Two approaches to explain Naxal movement
1) Root cause and alienation approach
- The recent attack in and around Tekulagudem village in Sukma district demonstrates the threat posed by Maoists.
- The post-incident analysis of such setbacks comes in two flavours.
- The most popular theory amongst our intelligentsia and media is the root cause and alienation approach.
- This approach states that it is the failure of the Indian state to provide economic development and social justice to the tribals living in these areas that has fuelled the Naxal movement and sustained it for five decades.
- As a prescription, a development-centric approach and negotiations are suggested as the way forward.
Issues with root cause and alienation approach
- There are several problems with this approach.
- First, it ignores the ideological foundations of the movement, specifically its rejection of India’s Constitution and democracy.
- Second, it fails to see that social and economic deprivation is not unique to the jungles of Chhattisgarh.
- Third, it doesn’t account for the possibility that while alienation and deprivation may help in igniting the spark of revolution, once lit the flames draw oxygen from many sources.
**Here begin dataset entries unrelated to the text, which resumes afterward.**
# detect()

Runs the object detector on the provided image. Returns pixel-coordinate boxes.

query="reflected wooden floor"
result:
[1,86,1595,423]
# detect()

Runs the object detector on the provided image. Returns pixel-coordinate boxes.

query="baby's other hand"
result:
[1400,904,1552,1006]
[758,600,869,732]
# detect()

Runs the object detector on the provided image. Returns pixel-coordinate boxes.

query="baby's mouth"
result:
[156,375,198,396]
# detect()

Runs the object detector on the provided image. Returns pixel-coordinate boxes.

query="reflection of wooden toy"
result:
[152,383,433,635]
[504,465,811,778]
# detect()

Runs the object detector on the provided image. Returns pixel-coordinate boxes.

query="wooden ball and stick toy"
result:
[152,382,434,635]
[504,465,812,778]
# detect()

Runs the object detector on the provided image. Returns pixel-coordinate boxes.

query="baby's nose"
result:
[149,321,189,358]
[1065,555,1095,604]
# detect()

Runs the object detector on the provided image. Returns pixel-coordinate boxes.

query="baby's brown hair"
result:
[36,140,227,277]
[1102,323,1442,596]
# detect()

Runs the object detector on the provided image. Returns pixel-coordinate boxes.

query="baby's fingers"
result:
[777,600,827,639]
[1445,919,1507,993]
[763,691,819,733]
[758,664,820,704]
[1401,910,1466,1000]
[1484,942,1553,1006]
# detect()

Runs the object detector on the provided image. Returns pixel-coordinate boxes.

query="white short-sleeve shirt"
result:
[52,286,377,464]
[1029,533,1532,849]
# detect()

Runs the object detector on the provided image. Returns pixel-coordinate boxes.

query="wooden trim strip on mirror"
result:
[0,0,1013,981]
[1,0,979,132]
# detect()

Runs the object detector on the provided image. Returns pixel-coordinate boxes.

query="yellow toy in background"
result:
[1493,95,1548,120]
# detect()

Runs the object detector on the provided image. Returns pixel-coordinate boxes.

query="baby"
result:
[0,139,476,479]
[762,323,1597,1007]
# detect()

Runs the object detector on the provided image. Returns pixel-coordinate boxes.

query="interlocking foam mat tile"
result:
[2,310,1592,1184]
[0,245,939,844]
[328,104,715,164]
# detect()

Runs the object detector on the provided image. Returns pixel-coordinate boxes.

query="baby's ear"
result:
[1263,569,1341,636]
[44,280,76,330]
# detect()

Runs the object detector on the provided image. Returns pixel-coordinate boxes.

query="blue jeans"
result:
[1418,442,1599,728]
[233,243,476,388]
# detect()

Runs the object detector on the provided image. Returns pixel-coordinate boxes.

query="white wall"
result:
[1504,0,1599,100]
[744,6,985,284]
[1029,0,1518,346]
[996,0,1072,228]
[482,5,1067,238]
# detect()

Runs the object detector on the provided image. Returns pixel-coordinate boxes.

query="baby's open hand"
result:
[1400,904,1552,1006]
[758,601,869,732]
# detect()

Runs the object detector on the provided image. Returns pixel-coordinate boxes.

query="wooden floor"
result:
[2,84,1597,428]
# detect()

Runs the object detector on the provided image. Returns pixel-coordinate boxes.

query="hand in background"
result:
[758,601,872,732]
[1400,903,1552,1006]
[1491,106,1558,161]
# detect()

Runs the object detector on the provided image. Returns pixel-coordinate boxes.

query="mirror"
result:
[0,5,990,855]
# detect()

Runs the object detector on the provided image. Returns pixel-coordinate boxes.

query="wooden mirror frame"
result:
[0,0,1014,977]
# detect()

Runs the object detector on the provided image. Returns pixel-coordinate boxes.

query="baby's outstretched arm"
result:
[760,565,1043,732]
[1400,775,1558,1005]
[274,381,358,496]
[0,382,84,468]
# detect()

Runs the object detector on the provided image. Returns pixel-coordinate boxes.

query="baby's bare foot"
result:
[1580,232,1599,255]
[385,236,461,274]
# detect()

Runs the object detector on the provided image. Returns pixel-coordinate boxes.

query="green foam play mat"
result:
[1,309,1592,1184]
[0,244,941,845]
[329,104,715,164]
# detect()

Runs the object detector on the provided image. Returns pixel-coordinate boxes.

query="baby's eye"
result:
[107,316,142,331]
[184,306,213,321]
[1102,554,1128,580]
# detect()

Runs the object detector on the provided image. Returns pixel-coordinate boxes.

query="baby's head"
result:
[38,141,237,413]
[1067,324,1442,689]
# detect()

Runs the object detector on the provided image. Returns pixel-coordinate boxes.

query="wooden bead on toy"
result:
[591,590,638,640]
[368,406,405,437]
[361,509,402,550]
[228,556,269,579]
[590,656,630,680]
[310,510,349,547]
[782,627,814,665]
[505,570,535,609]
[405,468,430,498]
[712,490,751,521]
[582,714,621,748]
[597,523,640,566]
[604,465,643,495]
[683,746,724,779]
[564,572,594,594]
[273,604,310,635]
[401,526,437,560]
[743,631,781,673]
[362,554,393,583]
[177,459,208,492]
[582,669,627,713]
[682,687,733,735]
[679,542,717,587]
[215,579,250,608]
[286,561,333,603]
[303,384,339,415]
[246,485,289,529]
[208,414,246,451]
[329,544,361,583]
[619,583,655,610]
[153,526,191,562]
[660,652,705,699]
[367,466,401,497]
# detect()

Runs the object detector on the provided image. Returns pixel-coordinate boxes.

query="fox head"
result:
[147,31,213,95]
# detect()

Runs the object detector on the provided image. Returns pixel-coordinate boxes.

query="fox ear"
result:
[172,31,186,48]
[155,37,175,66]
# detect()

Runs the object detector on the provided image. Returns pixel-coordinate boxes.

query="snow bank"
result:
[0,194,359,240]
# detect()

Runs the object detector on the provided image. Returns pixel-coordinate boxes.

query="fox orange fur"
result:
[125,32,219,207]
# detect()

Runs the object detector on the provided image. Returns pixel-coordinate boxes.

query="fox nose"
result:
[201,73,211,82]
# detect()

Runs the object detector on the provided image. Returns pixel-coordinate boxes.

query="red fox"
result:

- Fourth, the role of external forces in fomenting and sustaining this movement is deliberately underplayed.
- Fifth, the grubby ground reality of the praxis of revolution is conveniently swept under the carpet.
- The organised extortion racket from all economic stakeholders in the Naxal-affected areas by our alienated revolutionaries seldom gets talked about.
- Sixth, the extensive ideological, financial and logistical ecosystem that provides sustenance to these revolutionaries in the jungle is seldom acknowledged.
2) Leadership issue
- According to this view, our tactical failures against the Maoists are entirely due to the poor quality of leadership provided by the Indian Police Service.
- The when, where, how of a setback simply don’t matter.
- When in doubt, identify the first IPS officer in the chain of command and hoist him on the petard of tactical incompetence.
- This view completely ignores the many successes of IPS leadership in counterinsurgency operations in Punjab, Andhra Pradesh, Uttar Pradesh and most recently in Odisha.
- Even in the Northeast and Jammu and Kashmir, where the Indian Army provides the backbone of the counterinsurgency grid, the police forces of the respective states and their IPS leadership play a crucial role in gathering intelligence and in executing operations.
- So, the failures and setbacks in the Naxal areas of Chhattisgarh need to be placed in perspective.
- The fact that the Indian state has adopted a broad policy of economic development, military restraint and gradual attrition and rejected indiscriminate violence in the Naxal theatre is the democratically prudent and morally just course of action.
- This hasn’t dissuaded Maoist sympathisers from gaining international attention through relentless propaganda against our security forces.
- However, such attacks also help in exposing their true nature and hardening public resolve against them.
- \We have enough examples of successful, police led CI Ops in our country.
- Why we are not able to replicate these successes in Chhattisgarh is a matter of larger political issues, well beyond the narrow scope of operational tactics and individual lapses of police leadership.
- Not just the politics, the geography and demography of the Naxal-affected areas, make it an even more complex challenge of internal security.
Consider the question “What are the factors that make Naxal movement a persistent threat to India’s internal security? ”
Not just the politics, the geography and demography of the Naxal-affected areas, make it an even more complex challenge of internal security.